Andrew Morton wrote:
> This weakens the apply_to_page_range() utility by newly requiring that
> the callback function be callable under preempt_disable() if the target
> mm is init_mm.  I guess we can live with that.
>
> It's OK for the two present in-tree callers.  There might of course be
> out-of-tree callers which break, but it is unlikely.
>
> The patch should include a comment explaining why there is a random
> preempt_disable() in this function.
>   

I cuddled them up to their corresponding arch_X_lazy_mmu_mode calls to 
get this across, but I guess some prose would be helpful here.

> Why is apply_to_page_range() exported to modules, btw?  I can find no
> modules which need it.  Unexporting that function would make the
> proposed weakening even less serious.
>   

I have some yet-to-be upstreamed code that can use it from modules.

> The patch assumes that
> arch_enter_lazy_mmu_mode()/arch_leave_lazy_mmu_mode() must have
> preemption disabled for all architectures.  Is this a sensible
> assumption?
>   

In general the model for lazy updates is that you're batching the 
updates in some queue somewhere, which is almost certainly a piece of 
percpu state being maintained by someone.  Its therefore broken and/or 
meaningless to have the code making the updates wandering between cpus 
for the duration of the lazy updates.

> If so, should we do the preempt_disable/enable within those functions? 
> Probably not worth the cost, I guess.

The specific rules are that 
arch_enter_lazy_mmu_mode()/arch_leave_lazy_mmu_mode() require you to be 
holding the appropriate pte locks for the ptes you're updating, so 
preemption is naturally disabled in that case.

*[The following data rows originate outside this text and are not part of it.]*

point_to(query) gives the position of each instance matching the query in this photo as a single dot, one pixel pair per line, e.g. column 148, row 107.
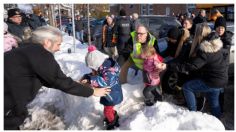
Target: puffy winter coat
column 26, row 70
column 210, row 63
column 151, row 70
column 108, row 75
column 9, row 42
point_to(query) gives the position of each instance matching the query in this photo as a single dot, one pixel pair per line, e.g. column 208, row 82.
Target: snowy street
column 53, row 109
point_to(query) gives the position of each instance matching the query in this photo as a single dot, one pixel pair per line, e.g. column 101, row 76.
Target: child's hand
column 161, row 66
column 84, row 81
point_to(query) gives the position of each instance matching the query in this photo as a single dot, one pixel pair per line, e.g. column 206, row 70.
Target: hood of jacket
column 211, row 46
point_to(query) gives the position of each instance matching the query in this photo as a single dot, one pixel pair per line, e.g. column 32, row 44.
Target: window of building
column 167, row 11
column 150, row 9
column 143, row 10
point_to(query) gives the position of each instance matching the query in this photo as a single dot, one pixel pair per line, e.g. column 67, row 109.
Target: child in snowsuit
column 105, row 73
column 152, row 67
column 9, row 40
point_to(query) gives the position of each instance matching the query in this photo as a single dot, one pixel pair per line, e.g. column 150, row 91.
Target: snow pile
column 77, row 113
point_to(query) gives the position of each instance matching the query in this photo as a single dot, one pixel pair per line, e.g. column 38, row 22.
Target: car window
column 170, row 21
column 155, row 23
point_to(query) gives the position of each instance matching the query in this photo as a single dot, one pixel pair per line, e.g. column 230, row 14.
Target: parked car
column 159, row 25
column 173, row 81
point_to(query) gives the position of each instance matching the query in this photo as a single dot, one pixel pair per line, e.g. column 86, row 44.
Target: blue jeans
column 196, row 86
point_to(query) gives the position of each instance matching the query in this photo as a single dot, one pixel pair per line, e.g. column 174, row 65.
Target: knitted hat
column 174, row 33
column 13, row 12
column 94, row 58
column 220, row 21
column 5, row 27
column 122, row 12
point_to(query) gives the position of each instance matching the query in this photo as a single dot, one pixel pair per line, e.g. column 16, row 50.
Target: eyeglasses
column 140, row 33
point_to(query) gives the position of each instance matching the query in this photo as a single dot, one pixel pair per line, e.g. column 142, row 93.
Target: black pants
column 152, row 93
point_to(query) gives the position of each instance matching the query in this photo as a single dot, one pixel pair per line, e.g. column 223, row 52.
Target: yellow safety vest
column 137, row 46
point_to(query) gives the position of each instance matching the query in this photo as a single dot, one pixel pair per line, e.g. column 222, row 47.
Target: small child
column 105, row 73
column 9, row 40
column 152, row 67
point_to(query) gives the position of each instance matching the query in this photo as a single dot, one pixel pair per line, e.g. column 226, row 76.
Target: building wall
column 158, row 9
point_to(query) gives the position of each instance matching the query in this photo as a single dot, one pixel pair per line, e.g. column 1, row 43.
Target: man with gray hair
column 28, row 68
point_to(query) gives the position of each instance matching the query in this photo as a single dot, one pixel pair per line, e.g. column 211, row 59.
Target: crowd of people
column 194, row 49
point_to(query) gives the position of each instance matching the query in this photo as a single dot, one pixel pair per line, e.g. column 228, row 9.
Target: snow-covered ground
column 53, row 109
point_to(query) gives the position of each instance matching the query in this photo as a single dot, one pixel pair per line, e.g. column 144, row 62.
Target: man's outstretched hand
column 99, row 92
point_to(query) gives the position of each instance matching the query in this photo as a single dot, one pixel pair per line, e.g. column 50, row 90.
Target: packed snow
column 53, row 109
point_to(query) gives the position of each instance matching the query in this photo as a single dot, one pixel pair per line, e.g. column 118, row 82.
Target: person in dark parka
column 28, row 68
column 212, row 78
column 225, row 36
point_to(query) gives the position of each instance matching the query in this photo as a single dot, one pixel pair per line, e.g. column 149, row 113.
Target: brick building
column 149, row 9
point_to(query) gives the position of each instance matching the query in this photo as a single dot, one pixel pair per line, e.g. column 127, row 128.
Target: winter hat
column 211, row 43
column 94, row 58
column 220, row 21
column 5, row 27
column 174, row 33
column 13, row 12
column 122, row 12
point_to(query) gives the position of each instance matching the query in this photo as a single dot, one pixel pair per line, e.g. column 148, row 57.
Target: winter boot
column 201, row 103
column 157, row 92
column 113, row 124
column 149, row 102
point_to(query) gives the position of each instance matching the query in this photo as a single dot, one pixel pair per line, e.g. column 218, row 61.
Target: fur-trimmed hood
column 211, row 46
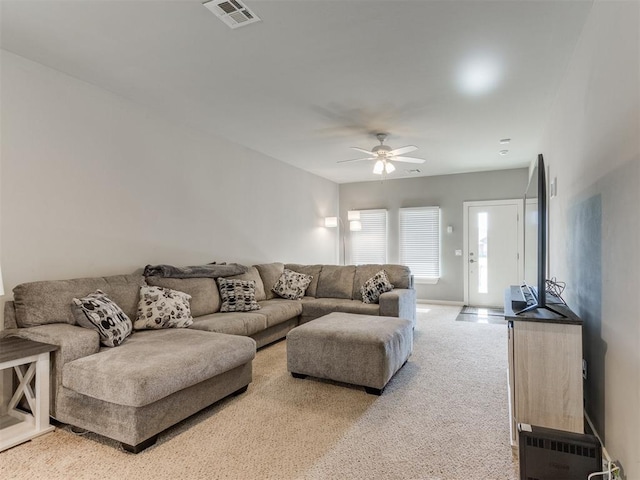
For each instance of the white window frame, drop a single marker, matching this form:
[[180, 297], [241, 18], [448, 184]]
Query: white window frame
[[409, 232], [371, 243]]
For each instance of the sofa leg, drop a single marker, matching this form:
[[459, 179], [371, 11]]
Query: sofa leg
[[374, 391], [240, 391], [141, 446]]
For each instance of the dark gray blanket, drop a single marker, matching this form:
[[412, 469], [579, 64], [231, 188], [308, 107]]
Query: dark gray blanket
[[211, 270]]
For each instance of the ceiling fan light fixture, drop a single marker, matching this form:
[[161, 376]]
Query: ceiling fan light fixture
[[389, 168]]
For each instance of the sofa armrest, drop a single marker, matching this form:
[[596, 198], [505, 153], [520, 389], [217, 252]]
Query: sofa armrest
[[399, 302], [74, 342]]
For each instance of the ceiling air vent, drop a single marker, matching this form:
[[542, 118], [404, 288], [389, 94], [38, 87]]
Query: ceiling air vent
[[232, 12]]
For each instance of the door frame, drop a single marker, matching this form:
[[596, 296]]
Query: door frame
[[518, 202]]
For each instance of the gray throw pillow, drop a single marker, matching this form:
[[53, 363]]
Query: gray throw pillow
[[292, 285], [375, 286], [237, 295], [163, 308], [97, 312]]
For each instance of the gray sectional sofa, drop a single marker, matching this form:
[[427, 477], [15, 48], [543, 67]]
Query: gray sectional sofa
[[157, 378]]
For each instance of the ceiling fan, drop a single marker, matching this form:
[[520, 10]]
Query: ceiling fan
[[384, 155]]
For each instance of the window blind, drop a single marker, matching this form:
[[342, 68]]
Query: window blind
[[369, 245], [420, 241]]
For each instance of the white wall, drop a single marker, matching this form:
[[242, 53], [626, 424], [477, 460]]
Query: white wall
[[593, 149], [446, 191], [93, 184]]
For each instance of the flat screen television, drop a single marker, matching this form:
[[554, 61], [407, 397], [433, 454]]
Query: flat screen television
[[535, 240]]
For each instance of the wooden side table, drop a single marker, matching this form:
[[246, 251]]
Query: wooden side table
[[28, 359]]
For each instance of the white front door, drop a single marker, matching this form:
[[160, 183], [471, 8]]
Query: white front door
[[492, 243]]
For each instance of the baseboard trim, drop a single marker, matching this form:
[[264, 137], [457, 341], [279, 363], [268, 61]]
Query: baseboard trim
[[605, 454], [439, 302]]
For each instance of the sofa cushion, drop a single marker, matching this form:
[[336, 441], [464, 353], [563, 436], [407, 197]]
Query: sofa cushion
[[233, 323], [336, 281], [317, 307], [41, 303], [253, 274], [270, 273], [291, 285], [279, 310], [375, 286], [162, 308], [399, 276], [312, 270], [205, 298], [97, 312], [237, 295], [156, 363]]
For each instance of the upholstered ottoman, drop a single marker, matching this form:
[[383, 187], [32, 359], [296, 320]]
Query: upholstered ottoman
[[359, 349]]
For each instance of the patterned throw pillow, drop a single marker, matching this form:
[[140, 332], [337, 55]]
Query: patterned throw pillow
[[292, 285], [163, 308], [97, 312], [375, 286], [237, 295]]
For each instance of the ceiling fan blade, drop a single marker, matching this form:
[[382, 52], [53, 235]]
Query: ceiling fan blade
[[408, 159], [401, 150], [368, 152], [355, 160]]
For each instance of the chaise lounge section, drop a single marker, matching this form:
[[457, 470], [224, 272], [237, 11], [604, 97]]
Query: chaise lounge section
[[156, 378]]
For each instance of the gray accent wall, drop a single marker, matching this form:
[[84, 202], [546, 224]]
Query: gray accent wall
[[592, 149], [446, 191]]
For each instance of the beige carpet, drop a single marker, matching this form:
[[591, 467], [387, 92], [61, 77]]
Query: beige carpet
[[443, 416]]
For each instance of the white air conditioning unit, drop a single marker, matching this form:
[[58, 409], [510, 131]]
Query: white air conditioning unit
[[232, 12]]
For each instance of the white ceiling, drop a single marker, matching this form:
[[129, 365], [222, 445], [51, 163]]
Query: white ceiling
[[315, 77]]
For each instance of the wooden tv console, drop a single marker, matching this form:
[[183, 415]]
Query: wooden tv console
[[545, 369]]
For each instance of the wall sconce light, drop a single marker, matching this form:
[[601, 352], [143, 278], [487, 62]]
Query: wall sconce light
[[331, 222]]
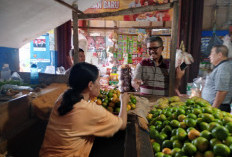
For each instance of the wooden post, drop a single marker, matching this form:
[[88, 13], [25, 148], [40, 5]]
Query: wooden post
[[174, 37], [75, 34]]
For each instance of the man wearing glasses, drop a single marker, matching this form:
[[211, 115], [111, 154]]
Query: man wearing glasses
[[151, 75]]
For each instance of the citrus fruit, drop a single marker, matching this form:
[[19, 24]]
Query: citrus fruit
[[190, 102], [189, 149], [181, 134], [149, 116], [229, 126], [133, 106], [204, 126], [156, 147], [167, 151], [214, 141], [153, 132], [207, 117], [197, 111], [226, 120], [175, 123], [192, 134], [180, 111], [179, 154], [191, 115], [174, 99], [159, 154], [175, 150], [201, 143], [199, 154], [206, 134], [228, 141], [190, 128], [167, 130], [167, 144], [173, 138], [221, 150], [190, 122], [212, 125], [181, 117], [177, 144], [183, 125], [207, 110], [218, 121], [220, 132]]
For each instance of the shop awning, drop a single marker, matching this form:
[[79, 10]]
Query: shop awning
[[24, 20]]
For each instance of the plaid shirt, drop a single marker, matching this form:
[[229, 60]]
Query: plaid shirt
[[155, 78]]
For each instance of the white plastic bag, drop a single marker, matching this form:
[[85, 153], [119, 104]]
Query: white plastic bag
[[197, 86], [227, 42]]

This all goes a bit strange with init_mm's non-requirement for taking 
pte locks.  The caller has to arrange for some kind of serialization on 
updating the range in question, and that could be a mutex.  Explicitly 
disabling preemption in enter_lazy_mmu_mode would make sense for this 
case, but it would be redundant for the common case of batched updates 
to usermode ptes.

    J